Prodotti in saldo, non sigillati o marketplace: i casi che bloccano una restituzione
Il diritto di recesso di 14 giorni pieni dalla ricezione si applica ai prodotti in saldo, usati o de-stoccati acquistati online. Questo è un punto spesso mal compreso: un articolo in promozione beneficia esattamente dello stesso diritto di restituzione di un articolo a prezzo pieno, purché l’acquisto sia stato effettuato a distanza.
Tre situazioni provocano regolarmente un rifiuto di restituzione:
- I prodotti non sigillati la cui apertura rende impossibile la rivendita per motivi di igiene (cosmetici, biancheria intima). Il codice del consumo esclude questi articoli dal diritto di recesso una volta che il sigillo è stato rotto.
- Gli articoli personalizzati o realizzati su misura, che non possono rientrare nello stock standard.
- Gli ordini effettuati presso venditori terzi sulla marketplace Galeries Lafayette. La restituzione dipende quindi dalle condizioni specifiche di ciascun venditore partner, non da quelle del marchio stesso.
Per i prodotti marketplace, verificare il nome del venditore sulla conferma d’ordine consente di anticipare eventuali restrizioni prima ancora di aprire il pacco.
Etichetta di restituzione e imballaggio: i dettagli che contano
Il prodotto deve essere restituito con la sua etichetta originale ancora attaccata. Un indumento indossato, lavato o di cui l’etichetta è stata tagliata sarà rifiutato al controllo, anche se il termine di 14 giorni è rispettato. L’imballaggio originale non è sempre richiesto (il codice del consumo distingue l’imballaggio commerciale dall’imballaggio di trasporto), ma restituire l’articolo nella sua scatola originale riduce il rischio di danni durante il trasporto e quindi di contenzioso al momento del rimborso.
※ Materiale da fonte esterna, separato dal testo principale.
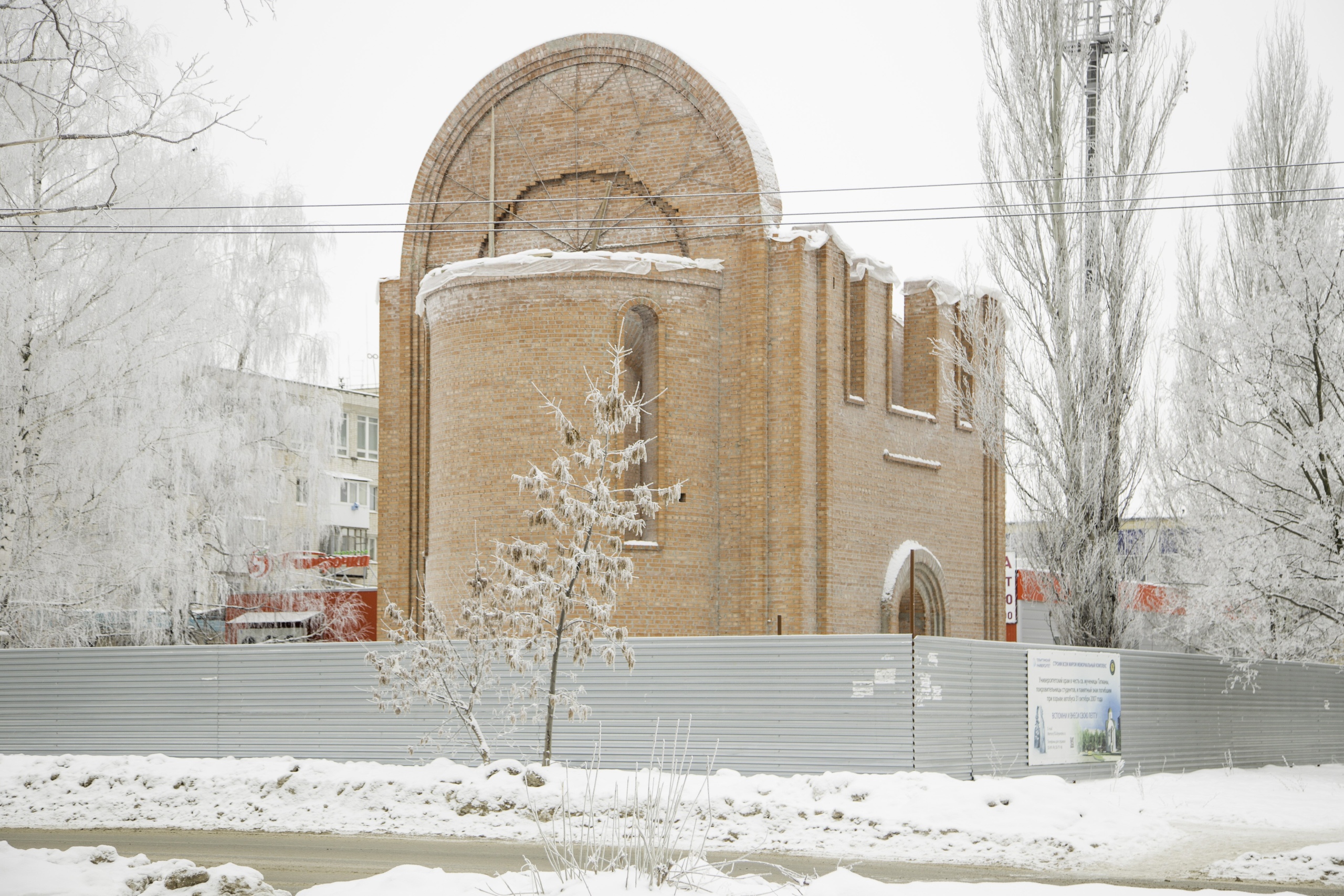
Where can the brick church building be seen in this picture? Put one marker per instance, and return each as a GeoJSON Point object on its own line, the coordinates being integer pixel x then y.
{"type": "Point", "coordinates": [832, 487]}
Termine di rimborso e mezzo di pagamento: cosa dice la legge
Una volta notificato il recesso, il rimborso deve avvenire entro un termine massimo di 14 giorni, conformemente al codice del consumo. Il venditore può tuttavia differire il rimborso fino alla ricezione effettiva del prodotto restituito o fino alla prova di spedizione fornita dal cliente.
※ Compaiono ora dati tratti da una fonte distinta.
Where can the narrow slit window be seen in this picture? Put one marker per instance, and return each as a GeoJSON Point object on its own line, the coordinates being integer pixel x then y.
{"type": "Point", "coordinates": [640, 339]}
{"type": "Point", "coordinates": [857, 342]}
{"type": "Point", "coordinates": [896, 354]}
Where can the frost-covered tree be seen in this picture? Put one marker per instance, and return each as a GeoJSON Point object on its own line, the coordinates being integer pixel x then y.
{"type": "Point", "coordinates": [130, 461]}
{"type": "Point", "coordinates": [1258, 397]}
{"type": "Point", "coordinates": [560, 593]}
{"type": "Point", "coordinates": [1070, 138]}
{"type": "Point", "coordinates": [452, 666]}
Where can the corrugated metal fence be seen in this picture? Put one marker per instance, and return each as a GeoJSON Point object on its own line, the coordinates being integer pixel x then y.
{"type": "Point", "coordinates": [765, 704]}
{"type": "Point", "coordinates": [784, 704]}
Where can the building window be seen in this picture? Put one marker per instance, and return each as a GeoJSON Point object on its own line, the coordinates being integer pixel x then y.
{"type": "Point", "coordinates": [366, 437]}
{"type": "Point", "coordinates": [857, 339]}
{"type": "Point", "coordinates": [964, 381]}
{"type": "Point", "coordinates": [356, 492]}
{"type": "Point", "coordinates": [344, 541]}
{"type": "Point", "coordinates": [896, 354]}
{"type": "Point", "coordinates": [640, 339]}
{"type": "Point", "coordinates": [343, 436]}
Il rimborso avviene con lo stesso mezzo di pagamento utilizzato al momento dell’ordine. Se l’acquisto è stato pagato con carta di credito, il credito appare sull’estratto conto della stessa carta. Un pagamento con carta regalo sarà riaccreditato su una carta regalo.
Al contrario, alcuni marchi concorrenti offrono un buono o un credito negozio come alternativa al rimborso monetario. Le Galeries Lafayette sono obbligate per legge a rimborsare in contante se il cliente lo richiede, salvo accordo esplicito per un buono.
Conservare la ricevuta di spedizione del corriere rimane l’unica protezione efficace in caso di pacco dichiarato non ricevuto dal magazzino. In assenza di prova di invio, l’onere della prova grava sul cliente.
Il punto più determinante per una restituzione senza intoppi rimane il tempismo: notificare il proprio recesso non appena si riceve il pacco (tramite il pulsante online da giugno 2026) lascia il margine massimo per preparare e spedire il prodotto nelle condizioni richieste.